Rechtsradikale im Dienst des Verfassungsschutzes

Seit mehreren Monaten beherrscht das Thema rechte Gewalt die öffentliche Debatte. In vielen Medienkommentaren und Stellungsnahmen von Politikern wird fast täglich die unnachgiebige und konsequente Haltung der Staatsorgane im Kampf gegen den Rechtsradikalismus hervorgehoben. Bekannt gewordene Einzelheiten über die Arbeit des Verfassungsschutzes lassen das Verhältnis von Staat und Rechtsextremen allerdings in einem anderen Licht erscheinen.

Im Nachrichtenmagazin Der Spiegel und der Berliner Zeitung sind Berichte erschienen, wonach der Geheimdienst in mehreren Bundesländern Führungskader der faschistischen Nationaldemokratischen Partei Deutschlands (NPD) und andere Rechtsradikale als bezahlte Informanten anheuerte. Das volle Ausmaß dieser Zusammenarbeit liegt noch im Dunkeln. Offenbar hinderte aber eine rechtskräftige Verurteilung wegen Volksverhetzung oder versuchten Mordes den Verfassungsschutz bisher nicht daran, einen Rechtsradikalen auf seine Gehaltsliste zu setzen. Dabei sollen auch Gelder des Verfassungsschutzes zum Aufbau der rechten Szene und für Neonazi-Werbung ausgegeben worden sein. Wie weit die Verfassungsschutzinformanten auch als Lockspitzel und Agents provocateurs gehandelt haben, ist umstritten. Aber einige Fakten legen es zumindest nahe.

Anfang Juni meldete Der Spiegel(Ausgabe 40/2000), dass der Neonazi Thomas Dienel von 1996 bis 1997 in Thüringen als V-Mann beschäftigt wurde. Dienel war Anfang der 90-er Jahre NPD-Vorsitzender in Thüringen und gründete später die Deutsch-Nationale Partei. Als er wegen Volksverhetzung, antisemitischer Propaganda und Betrug inhaftiert wurde, nahm er mit dem Verfassungsschutz Kontakt auf. Nach seiner vorzeitigen Entlassung hatte er nach eigenen Angaben etwa 80 Treffen mit Geheimdienstmitarbeitern und kassierte für seine Informationen rund 25.000 DM.

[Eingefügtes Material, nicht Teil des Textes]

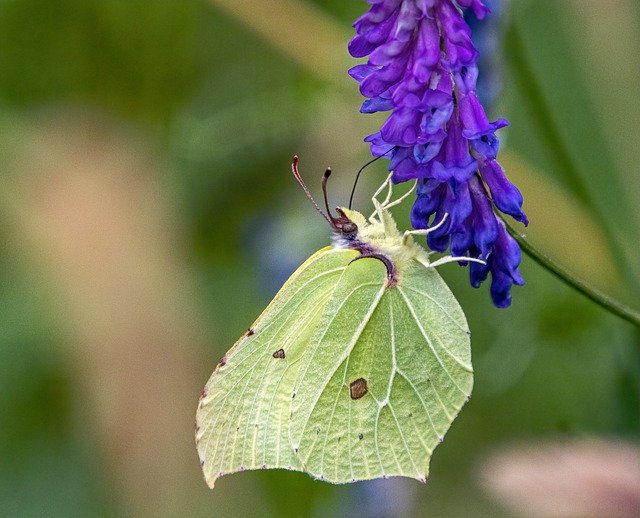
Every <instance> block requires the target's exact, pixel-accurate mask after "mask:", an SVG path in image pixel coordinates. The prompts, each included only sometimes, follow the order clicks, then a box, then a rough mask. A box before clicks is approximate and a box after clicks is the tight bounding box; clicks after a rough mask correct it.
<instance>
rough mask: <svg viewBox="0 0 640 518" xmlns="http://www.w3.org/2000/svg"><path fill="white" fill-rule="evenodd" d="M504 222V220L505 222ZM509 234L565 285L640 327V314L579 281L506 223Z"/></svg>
mask: <svg viewBox="0 0 640 518" xmlns="http://www.w3.org/2000/svg"><path fill="white" fill-rule="evenodd" d="M503 221H504V220H503ZM504 223H505V225H506V227H507V230H508V232H509V234H511V235H512V236H513V238H514V239H515V240H516V241H517V242H518V244H519V245H520V248H521V249H522V250H523V251H524V252H525V253H526V254H527V255H528V256H529V257H531V259H533V260H534V261H535V262H536V263H538V264H539V265H540V266H542V267H543V268H545V269H546V270H548V271H550V272H551V273H552V274H554V275H555V276H556V277H558V278H559V279H560V280H561V281H563V282H564V283H565V284H568V285H569V286H571V287H572V288H573V289H575V290H576V291H578V292H579V293H582V294H583V295H584V296H585V297H587V298H589V299H591V300H592V301H593V302H595V303H596V304H599V305H600V306H602V307H603V308H604V309H606V310H607V311H609V312H610V313H613V314H614V315H617V316H619V317H620V318H623V319H624V320H626V321H627V322H630V323H632V324H634V325H636V326H638V327H640V313H639V312H638V311H636V310H634V309H633V308H630V307H629V306H627V305H625V304H623V303H622V302H620V301H619V300H617V299H615V298H613V297H611V296H609V295H607V294H606V293H604V292H602V291H600V290H598V289H597V288H594V287H593V286H589V284H587V283H586V282H584V281H582V280H580V279H578V278H577V277H576V276H575V275H573V274H572V273H571V272H569V270H567V269H566V268H564V267H562V266H560V265H559V264H558V263H557V262H555V261H554V260H553V259H551V258H550V257H549V256H548V255H546V254H545V253H544V252H542V251H540V250H539V249H538V248H536V247H535V246H534V245H532V244H531V243H530V242H529V241H528V240H527V239H526V238H525V237H524V236H523V235H522V234H520V233H519V232H518V231H517V230H515V229H514V228H513V227H512V226H511V225H509V223H507V222H506V221H505V222H504Z"/></svg>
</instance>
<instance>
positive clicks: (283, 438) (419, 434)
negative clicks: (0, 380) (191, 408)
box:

In der Tagesschau vom 31. August erklärte Dienel, er habe diese Gelder nicht privat verwendet, sondern als "Spendengelder" für die rechte Szene betrachtete und für die Beschaffung von rechtem Propagandamaterial genutzt. Unmittelbar nach Bekanntwerden der Affäre wurde der Präsidenten des Landesverfassungsschutzes, Helmut Roewer, vom Dienst suspendiert und später in den einstweiligen Ruhestand versetzt. Ein von Landesinnenminister Christian Köckert (CDU) eingesetzter Sonderermittler hat seitdem vor allem dafür gesorgt, dass keine weiteren Informationen an die Öffentlichkeit gelangen.

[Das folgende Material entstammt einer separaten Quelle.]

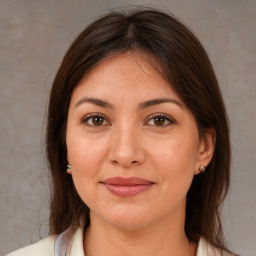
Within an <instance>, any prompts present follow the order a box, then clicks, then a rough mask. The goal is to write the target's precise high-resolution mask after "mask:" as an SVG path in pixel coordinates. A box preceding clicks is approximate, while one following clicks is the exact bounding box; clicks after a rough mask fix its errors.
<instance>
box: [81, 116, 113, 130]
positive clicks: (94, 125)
mask: <svg viewBox="0 0 256 256" xmlns="http://www.w3.org/2000/svg"><path fill="white" fill-rule="evenodd" d="M93 117H102V118H103V119H104V120H105V121H107V122H108V124H110V122H109V121H108V118H107V117H106V116H105V115H103V114H101V113H97V112H96V113H91V114H88V115H86V116H84V117H82V119H81V120H80V123H81V124H85V125H87V126H88V127H92V128H98V127H102V126H104V125H99V126H97V125H90V124H88V123H87V122H88V120H89V119H90V118H93Z"/></svg>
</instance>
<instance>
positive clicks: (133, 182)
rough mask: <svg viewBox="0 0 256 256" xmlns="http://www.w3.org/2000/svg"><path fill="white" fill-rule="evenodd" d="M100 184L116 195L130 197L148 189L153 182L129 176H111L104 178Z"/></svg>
mask: <svg viewBox="0 0 256 256" xmlns="http://www.w3.org/2000/svg"><path fill="white" fill-rule="evenodd" d="M102 184H103V185H104V186H105V187H106V188H107V189H108V190H109V191H110V192H111V193H113V194H115V195H117V196H121V197H131V196H135V195H137V194H139V193H142V192H144V191H145V190H147V189H149V188H150V187H151V186H152V185H154V182H151V181H148V180H144V179H140V178H136V177H131V178H122V177H113V178H110V179H107V180H104V181H103V182H102Z"/></svg>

Auch nach Beendigung seiner Geheimdiensttätigkeit musste Dienel nicht auf staatliche Finanzhilfe verzichten. Er hatte vorgebaut und heuerte als Chefredakteur einer geplanten rechten Postille namens Stimme für Deutschland an. Das thüringische Sozialministerium zahlte den "Existenzgründern" einen Zuschuss von 18.000 DM. ( Spiegel 40/2000)

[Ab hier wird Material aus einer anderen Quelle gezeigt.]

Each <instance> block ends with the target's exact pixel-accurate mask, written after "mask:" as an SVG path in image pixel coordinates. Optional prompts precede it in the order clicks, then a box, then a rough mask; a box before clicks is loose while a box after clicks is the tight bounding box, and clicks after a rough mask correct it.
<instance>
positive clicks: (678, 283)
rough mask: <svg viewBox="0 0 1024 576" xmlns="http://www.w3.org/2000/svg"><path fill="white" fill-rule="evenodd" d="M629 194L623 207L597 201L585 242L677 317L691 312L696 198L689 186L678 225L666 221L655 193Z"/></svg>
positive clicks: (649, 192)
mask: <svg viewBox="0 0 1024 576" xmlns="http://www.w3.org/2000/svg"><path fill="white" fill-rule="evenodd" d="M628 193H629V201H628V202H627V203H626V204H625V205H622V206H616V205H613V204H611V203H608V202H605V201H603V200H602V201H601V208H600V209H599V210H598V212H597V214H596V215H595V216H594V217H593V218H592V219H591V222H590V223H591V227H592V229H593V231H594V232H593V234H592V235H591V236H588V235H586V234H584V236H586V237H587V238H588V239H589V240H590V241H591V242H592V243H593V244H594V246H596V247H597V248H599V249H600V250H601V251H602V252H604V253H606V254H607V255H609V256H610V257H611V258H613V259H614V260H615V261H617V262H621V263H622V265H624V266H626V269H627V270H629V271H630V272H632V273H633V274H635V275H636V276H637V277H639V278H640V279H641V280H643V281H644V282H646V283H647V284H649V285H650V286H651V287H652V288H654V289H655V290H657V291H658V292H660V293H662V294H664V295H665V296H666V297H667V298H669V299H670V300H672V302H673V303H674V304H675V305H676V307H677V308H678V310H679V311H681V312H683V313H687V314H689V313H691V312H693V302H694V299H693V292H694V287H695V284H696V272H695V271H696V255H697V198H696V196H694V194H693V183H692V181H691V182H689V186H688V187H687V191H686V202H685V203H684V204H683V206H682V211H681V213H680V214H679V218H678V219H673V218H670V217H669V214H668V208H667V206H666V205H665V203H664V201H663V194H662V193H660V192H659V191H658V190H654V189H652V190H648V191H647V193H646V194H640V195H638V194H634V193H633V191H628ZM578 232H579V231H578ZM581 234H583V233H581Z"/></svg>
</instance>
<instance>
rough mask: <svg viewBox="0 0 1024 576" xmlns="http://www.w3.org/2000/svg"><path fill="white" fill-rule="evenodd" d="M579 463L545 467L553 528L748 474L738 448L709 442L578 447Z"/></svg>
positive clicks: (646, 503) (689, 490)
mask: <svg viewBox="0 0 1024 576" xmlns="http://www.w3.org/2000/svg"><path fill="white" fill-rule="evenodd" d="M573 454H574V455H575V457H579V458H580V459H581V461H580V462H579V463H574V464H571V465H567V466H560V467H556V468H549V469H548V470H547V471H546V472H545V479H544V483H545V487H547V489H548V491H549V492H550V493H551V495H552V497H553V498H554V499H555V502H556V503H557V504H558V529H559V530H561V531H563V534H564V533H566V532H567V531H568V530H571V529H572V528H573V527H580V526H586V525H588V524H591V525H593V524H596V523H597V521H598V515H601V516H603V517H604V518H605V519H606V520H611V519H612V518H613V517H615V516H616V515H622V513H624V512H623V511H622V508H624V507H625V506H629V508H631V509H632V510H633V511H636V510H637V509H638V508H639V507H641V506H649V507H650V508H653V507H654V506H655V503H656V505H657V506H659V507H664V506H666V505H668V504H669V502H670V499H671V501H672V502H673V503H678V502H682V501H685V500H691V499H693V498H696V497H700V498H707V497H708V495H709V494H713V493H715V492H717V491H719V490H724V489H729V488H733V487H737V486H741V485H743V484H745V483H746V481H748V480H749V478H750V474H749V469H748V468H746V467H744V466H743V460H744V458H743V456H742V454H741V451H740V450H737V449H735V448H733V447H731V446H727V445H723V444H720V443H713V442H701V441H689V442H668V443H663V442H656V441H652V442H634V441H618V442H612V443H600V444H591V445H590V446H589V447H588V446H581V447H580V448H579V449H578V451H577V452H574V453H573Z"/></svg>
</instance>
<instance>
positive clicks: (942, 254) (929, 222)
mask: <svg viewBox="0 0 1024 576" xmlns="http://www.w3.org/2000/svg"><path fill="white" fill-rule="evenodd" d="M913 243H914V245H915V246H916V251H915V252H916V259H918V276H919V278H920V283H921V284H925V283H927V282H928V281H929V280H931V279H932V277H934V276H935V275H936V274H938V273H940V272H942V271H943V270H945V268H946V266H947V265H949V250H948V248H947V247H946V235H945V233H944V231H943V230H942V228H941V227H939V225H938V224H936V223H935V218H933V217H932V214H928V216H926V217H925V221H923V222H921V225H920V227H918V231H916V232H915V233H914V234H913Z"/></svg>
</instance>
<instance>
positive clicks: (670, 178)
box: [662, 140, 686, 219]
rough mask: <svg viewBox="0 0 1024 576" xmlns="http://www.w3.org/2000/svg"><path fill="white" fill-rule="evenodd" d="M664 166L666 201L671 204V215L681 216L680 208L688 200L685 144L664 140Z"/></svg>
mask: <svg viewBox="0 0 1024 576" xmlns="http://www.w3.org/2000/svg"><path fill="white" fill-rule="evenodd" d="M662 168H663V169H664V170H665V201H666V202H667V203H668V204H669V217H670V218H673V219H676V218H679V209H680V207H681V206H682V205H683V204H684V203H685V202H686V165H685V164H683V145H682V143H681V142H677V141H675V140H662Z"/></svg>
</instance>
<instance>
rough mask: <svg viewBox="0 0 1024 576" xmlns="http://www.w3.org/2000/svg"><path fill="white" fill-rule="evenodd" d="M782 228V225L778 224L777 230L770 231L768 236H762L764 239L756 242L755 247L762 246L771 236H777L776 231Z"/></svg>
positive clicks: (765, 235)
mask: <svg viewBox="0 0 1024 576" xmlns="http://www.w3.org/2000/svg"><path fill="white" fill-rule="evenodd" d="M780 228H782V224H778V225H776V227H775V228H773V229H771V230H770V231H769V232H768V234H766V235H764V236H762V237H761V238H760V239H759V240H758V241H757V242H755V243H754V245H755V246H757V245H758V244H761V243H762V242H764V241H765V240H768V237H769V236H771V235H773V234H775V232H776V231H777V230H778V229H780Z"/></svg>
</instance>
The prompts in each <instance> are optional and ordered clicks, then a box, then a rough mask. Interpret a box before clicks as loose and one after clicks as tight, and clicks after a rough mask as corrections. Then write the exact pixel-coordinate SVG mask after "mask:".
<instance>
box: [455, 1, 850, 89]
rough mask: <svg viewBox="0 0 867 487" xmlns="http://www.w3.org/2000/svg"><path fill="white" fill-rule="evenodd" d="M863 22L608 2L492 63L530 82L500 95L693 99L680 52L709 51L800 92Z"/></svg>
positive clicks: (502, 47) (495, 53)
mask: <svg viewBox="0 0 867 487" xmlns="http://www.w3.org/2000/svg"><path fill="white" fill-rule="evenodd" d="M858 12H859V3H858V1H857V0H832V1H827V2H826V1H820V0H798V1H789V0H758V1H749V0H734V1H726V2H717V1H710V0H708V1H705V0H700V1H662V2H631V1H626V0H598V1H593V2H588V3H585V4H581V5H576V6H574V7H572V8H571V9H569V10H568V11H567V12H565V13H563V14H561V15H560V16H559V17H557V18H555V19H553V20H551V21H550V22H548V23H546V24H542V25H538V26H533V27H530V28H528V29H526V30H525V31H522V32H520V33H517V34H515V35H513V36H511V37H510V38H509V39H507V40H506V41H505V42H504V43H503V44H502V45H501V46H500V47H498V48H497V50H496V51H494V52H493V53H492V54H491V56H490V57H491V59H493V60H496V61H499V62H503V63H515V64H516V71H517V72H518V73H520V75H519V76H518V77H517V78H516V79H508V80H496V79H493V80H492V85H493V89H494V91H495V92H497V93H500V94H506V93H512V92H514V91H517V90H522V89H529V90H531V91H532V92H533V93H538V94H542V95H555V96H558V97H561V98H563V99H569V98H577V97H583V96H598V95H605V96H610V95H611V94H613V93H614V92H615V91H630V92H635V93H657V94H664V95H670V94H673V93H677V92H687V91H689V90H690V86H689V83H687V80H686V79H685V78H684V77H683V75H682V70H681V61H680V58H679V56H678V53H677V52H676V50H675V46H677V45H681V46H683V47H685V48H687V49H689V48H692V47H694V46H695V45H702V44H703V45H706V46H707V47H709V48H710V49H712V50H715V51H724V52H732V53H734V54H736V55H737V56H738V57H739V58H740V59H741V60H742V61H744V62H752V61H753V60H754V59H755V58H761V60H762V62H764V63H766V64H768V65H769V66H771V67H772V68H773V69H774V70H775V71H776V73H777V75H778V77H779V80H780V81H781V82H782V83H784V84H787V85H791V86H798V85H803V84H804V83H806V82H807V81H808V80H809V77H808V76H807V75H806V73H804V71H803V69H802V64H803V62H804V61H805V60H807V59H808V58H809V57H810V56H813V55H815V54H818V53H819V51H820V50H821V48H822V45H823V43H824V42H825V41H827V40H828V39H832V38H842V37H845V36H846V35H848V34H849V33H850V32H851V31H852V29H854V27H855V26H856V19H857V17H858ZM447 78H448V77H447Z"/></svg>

1997 warben mecklenburgische Verfassungsschützer das NPD-Mitglied Michael Grube an und zahlten ihm für Spitzeldienste monatlich 500 bis 700 Mark. Bei seiner Selbstenttarnung im vergangenen Jahr gab der 21-jährige Grube brisante Informationen preis. Seine beiden V-Mann-Führer "Klaus" und "Jürgen" hätten ihm empfohlen, sich als NPD-Kreisvorsitzenden für Wismar und Nordmecklenburg wählen zu lassen. Grube glückte der Aufstieg innerhalb der NPD und unter seiner Führung wuchs der ihm unterstellte NPD-Kreisverband von 12 auf 50 Mitglieder.

Dennoch verließ Michael Grube Anfang 1999 die NPD und gründete zusammen mit anderen militanten Neonazis die Sozialistische Volkspartei (SVP). Mit Mitgliedern dieser Organisation verabredete er einen Brandanschlag auf eine Pizzeria in Grevesmühlen, der im März 1999 in die Tat umgesetzt wurde. Nach eigenen Angaben schlug Grube in der Brandnacht selbst die Scheibe der Pizzeria ein, durch die Komplizen zwei Molotowcocktails warfen. Der Anschlag zerstörte die Existenzgrundlage des nepalesischen Inhabers, der dadurch arbeitslos und später abgeschoben wurde.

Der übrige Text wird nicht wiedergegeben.